The German Chancellor, Dr Helmut Kohl, and his re-election chances have been hurt by the compromise on the European Central Bank (ECB) presidency, given his efforts to guarantee the integrity of the new European currency, commentators said yesterday.
The conservative Frankfurter Allgemeine newspaper said: "Kohl left for Brussels determined to see Dutch banker, Wim Duisenberg serve the full term. He came back with a mandate cut in half."
The Berliner Zeitung said: "The chancellor wanted to base his campaign on the euro. Monetary union is in fact the only theme on which voters still see Kohl better than his rival [Social Democrat candidate] Gerhard Schroeder.
"But with his inglorious concessions, he will have a hard time explaining how he plans on being a factor in the major reforms of the European Union."
Dr Kohl is crippled at home for September's general elections by record post-war levels of unemployment. But he had repeatedly stressed in the run-up to the weekend EU summit that Germany needs him - and his 16 years of experience as chancellor - to shepherd in the euro, much as he oversaw the unification of Germany in 1990.
He said in parliament last week that he was sure fears among most Germans about the new currency would prove unfounded, as it would be as strong as the mark that has stood for economic strength in Germany since the second World War. The compromise at the summit, however, splitting the eight-year ECB presidency term between Mr Duisenberg and Mr Jean-Claude Trichet of France, leaves Dr Kohl looking inept. In March he had called such a deal "absurd" and contrary to the Maastricht Treaty that lays the groundwork for the euro.
The dispute in Brussels showed political quarrelling over a central bank that is supposed to be independent in its administration of the euro, the currency that will begin with 11 nations on January 1st.

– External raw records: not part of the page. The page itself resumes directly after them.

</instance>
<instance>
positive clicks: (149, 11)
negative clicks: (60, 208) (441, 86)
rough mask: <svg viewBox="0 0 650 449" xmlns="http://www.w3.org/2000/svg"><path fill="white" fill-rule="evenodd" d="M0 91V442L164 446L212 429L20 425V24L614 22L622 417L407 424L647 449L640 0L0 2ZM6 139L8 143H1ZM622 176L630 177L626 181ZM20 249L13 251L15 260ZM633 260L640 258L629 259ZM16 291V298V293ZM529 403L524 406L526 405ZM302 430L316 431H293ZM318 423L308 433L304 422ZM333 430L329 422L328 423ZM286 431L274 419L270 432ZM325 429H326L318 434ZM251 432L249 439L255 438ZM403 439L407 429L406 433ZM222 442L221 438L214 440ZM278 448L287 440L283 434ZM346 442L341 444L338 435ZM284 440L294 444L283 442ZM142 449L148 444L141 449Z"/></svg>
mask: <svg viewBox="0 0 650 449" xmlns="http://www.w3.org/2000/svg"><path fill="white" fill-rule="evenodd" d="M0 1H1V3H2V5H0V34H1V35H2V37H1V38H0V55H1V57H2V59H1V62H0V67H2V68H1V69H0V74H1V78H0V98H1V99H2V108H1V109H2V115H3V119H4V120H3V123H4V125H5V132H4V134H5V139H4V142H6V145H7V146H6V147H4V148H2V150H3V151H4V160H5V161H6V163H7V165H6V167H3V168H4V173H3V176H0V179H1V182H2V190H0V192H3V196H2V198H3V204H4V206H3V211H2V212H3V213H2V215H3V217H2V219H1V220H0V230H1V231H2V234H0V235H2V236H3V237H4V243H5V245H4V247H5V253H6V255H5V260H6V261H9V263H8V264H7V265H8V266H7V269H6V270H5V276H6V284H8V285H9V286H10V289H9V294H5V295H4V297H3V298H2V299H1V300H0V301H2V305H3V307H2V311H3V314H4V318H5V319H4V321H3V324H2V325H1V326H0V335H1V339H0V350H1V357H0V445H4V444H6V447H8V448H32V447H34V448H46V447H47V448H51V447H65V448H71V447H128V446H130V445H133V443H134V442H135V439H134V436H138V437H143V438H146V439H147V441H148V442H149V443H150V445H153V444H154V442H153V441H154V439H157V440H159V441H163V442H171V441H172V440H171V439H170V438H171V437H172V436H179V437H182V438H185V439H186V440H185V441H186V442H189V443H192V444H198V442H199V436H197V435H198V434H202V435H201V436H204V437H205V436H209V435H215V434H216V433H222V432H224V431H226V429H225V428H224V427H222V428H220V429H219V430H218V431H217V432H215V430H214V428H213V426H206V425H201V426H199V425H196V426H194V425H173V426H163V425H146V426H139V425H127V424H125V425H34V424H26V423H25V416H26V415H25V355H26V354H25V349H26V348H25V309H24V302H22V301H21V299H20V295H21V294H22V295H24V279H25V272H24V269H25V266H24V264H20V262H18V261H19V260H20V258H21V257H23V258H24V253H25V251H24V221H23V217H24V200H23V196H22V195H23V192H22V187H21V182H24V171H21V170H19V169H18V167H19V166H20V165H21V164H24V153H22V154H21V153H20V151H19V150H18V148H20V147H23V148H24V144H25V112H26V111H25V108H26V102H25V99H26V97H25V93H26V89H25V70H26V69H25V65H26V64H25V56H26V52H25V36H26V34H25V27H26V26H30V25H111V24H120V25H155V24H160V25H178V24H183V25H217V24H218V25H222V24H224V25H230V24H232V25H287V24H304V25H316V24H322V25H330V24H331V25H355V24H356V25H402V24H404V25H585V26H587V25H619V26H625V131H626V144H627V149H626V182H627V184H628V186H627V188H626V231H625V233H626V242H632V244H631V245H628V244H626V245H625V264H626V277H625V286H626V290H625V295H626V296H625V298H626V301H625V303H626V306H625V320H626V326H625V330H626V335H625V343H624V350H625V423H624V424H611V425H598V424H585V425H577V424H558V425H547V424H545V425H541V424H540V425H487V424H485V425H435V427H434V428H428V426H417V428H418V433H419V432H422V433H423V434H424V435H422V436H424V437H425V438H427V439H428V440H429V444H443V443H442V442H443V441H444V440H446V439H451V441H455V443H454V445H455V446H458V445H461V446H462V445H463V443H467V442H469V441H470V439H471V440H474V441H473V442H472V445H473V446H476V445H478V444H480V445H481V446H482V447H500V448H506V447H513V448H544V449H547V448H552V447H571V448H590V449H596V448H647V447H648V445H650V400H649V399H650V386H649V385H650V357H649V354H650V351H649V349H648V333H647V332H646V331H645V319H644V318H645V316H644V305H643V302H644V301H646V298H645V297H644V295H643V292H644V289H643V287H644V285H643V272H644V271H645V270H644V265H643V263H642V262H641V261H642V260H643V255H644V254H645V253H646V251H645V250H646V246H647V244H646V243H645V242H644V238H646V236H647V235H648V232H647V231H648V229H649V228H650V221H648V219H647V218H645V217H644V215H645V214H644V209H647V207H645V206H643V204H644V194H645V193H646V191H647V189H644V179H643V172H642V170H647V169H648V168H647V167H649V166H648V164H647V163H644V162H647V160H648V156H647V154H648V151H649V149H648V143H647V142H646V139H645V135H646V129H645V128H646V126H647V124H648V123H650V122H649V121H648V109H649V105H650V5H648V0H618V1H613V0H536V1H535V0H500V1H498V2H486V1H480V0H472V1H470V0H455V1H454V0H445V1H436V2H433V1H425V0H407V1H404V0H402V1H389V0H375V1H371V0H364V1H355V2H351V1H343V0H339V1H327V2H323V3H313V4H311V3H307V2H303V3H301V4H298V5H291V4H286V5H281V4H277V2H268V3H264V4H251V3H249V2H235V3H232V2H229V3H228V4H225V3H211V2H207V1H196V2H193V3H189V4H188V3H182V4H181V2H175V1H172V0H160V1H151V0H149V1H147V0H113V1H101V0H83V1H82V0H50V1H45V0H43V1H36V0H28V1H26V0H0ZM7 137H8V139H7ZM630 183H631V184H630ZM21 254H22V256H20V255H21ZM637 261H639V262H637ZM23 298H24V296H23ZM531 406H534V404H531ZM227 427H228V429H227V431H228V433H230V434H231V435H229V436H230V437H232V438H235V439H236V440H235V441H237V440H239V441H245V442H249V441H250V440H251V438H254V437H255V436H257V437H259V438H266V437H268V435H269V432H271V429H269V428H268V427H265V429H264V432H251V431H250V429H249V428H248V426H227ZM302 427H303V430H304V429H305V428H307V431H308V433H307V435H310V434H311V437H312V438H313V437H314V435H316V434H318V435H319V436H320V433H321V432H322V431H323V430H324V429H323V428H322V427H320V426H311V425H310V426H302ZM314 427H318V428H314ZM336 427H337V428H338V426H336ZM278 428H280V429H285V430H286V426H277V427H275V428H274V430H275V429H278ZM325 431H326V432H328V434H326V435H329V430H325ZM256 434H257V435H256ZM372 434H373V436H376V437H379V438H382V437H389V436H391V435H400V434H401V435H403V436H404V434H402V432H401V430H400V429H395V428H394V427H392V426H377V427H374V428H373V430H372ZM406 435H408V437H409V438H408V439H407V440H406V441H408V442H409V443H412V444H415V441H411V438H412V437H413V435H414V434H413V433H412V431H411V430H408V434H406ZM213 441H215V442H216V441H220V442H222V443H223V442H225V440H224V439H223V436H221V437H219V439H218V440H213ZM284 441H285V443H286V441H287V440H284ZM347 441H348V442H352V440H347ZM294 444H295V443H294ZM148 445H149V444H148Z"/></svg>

And it showed the French-German rivalry at the heart of the administration of a currency for which the Germans had been looking to Mr Duisenberg to guarantee as inflation-protected as the mark.
For the German opposition Social Democrats, Ms Ingrid Matthaeus-Maier said Dr Kohl was responsible for the dissension in Brussels that left him opposing the French President, Mr Jacques Chirac, who wanted Mr Trichet to be appointed for half of the eight-year term.
Mr Chirac prevailed, and Ms Matthaeus-Maier said Dr Kohl was at fault for "mismanagement" and not being properly prepared.
Her interpretation was echoed by the conservative newspaper Die Welt, which reported that even Dr Kohl's two main lieutenants in Brussels, his Finance Minister, Mr Theo Waigel, and central bank chief, Mr Hans Tietmeyer, had objected to the compromise and that Mr Waigel had criticised the German delegation's lack of preparation in the face of French intransigence.
Ms Matthaeus-Maier said Dr Kohl had lost his claim to be able to "solve problems in Europe".
She reiterated the widespread reaction in Brussels and Germany that splitting the ECB presidency term violated the spirit of the Maastricht Treaty.
Mr Herbert Hax, one of the so-called "five wise men" who advise the German government on economic issues, told the Berliner Zeitung: "The eight-year mandate envisaged in the Maastricht Treaty was carefully thought out . . .
"We cannot choose someone who declares beforehand he will resign," Mr Hax said, referring to the deal whereby Mr Duisenberg will step down after four years in favour of Mr Trichet. He said the independence of the ECB had been undermined by the political manoeuvrings.